Ratusan Hektare Laut di Subang Disertifikat Hak Milik, Nama Nelayan Dicatut
SUBANG, iNewsSubang.id – Laut seluas 462 hektare yang membentang dari Teluk Cirewang, Desa Pangarengan, Kecamatan Legonkulon, hingga perairan Desa Patimban, Kecamatan Pusakanagara, Subang, disertifikatkan menjadi 307 bidang. Sertifikat Hak Milik (SHM) laut tersebut diterbitkan oleh ATR/BPN Subang melalui Program Tanah Objek Reforma Agraria (TORA) pada tahun 2021.
Dalam program TORA tersebut, ATR/BPN mengeluarkan 500 sertifikat dari total 900 hektare lahan yang terdiri dari tanah timbul dan laut. Namun, ironisnya, 90 persen dari penerima program tersebut adalah nelayan yang namanya dicatut tanpa sepengetahuan mereka.
Kasus ini diungkap oleh salah satu aktivis lingkungan Subang, Asep Sumarna Toha. Menurutnya, pencatutan nama nelayan terungkap ketika ia mendapat informasi tentang tiga bidang laut yang telah disertifikatkan.

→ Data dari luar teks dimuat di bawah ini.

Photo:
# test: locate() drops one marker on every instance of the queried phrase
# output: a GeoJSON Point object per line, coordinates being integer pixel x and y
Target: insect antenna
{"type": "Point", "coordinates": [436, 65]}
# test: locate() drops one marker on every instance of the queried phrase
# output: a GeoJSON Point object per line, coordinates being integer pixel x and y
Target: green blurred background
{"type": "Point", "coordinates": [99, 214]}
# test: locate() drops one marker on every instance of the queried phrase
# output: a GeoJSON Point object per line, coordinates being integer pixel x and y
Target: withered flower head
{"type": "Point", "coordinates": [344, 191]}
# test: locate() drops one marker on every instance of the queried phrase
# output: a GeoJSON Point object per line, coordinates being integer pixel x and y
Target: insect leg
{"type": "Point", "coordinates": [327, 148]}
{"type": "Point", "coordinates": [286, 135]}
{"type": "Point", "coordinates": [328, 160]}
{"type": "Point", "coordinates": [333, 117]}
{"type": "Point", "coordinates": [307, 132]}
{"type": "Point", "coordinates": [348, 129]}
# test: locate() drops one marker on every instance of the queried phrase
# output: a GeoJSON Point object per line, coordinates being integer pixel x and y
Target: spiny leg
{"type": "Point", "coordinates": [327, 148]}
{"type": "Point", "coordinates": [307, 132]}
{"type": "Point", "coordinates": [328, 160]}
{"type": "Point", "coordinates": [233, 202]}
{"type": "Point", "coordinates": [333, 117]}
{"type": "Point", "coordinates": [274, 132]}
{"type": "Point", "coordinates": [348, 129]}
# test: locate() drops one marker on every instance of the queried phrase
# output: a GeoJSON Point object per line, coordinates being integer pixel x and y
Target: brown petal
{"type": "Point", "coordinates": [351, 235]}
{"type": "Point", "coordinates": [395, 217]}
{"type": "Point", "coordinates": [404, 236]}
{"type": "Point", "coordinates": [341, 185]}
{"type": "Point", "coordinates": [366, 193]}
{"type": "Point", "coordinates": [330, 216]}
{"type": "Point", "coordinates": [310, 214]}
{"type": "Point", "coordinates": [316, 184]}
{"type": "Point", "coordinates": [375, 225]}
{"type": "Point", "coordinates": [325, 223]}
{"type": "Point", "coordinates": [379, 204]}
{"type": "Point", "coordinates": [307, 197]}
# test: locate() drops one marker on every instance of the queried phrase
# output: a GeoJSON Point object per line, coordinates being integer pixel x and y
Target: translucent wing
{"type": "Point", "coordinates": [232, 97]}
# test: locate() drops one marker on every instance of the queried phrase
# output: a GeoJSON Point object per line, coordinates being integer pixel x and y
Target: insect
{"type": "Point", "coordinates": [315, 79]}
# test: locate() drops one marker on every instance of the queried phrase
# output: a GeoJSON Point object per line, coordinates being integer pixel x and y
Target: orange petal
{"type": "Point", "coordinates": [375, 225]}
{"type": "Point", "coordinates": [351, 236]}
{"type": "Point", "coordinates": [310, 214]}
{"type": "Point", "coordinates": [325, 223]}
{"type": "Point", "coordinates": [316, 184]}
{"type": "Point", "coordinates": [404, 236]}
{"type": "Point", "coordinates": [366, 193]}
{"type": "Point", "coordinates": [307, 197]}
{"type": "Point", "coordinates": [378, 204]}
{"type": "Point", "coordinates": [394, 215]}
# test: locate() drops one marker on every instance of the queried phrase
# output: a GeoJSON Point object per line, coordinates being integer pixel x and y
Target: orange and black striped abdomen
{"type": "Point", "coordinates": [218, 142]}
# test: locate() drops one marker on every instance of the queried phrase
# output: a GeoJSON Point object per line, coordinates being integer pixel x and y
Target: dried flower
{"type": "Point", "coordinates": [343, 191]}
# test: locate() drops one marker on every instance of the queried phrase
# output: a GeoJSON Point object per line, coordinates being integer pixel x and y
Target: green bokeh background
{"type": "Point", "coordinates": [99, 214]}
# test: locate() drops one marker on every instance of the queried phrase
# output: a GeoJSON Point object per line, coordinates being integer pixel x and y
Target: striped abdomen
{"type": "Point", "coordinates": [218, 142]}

Setelah melakukan penelusuran, terungkap bahwa total terdapat 500 bidang laut dan tanah timbul yang disertifikatkan melalui program TORA.
"Awalnya ini kita dapat informasi dari masyarakat bahwa ada beberapa bidang (laut) yang bersertifikat. Maka kita turun dan kita mendapatkan data dari BPN berupa nominatif 500 bidang, dan kita juga mendapatkan surat ukur satu bundel," ujarnya kepada iNewsSubang.id, Senin (27/1/2025).
Ia menjelaskan, proses sertifikasi ini bermula dari Surat Keterangan Desa (SKD) yang diajukan ke BPN. "Lucunya itu ada akta jual beli. Ini kan tanah negara yang diajukan oleh desa dasarnya tanah tersebut dikuasai atau digarap oleh penerima manfaat selama puluhan tahun. Tapi faktanya nama-nama penerima manfaat itu 99 persen tidak mengetahui bahwa mereka tercatat sebagai penerima manfaat," katanya.
Asep juga mengungkapkan bahwa BPN telah menerbitkan 500 bidang tersebut. "Itu diakui oleh BPN. Akhirnya, kami melaporkan ke Kejaksaan Agung, dan Kejaksaan Agung melalui surat rekomendasinya menyatakan bahwa SHM TORA itu harus dibatalkan karena cacat prosedural, cacat hukum, dan cacat administrasi," ungkapnya.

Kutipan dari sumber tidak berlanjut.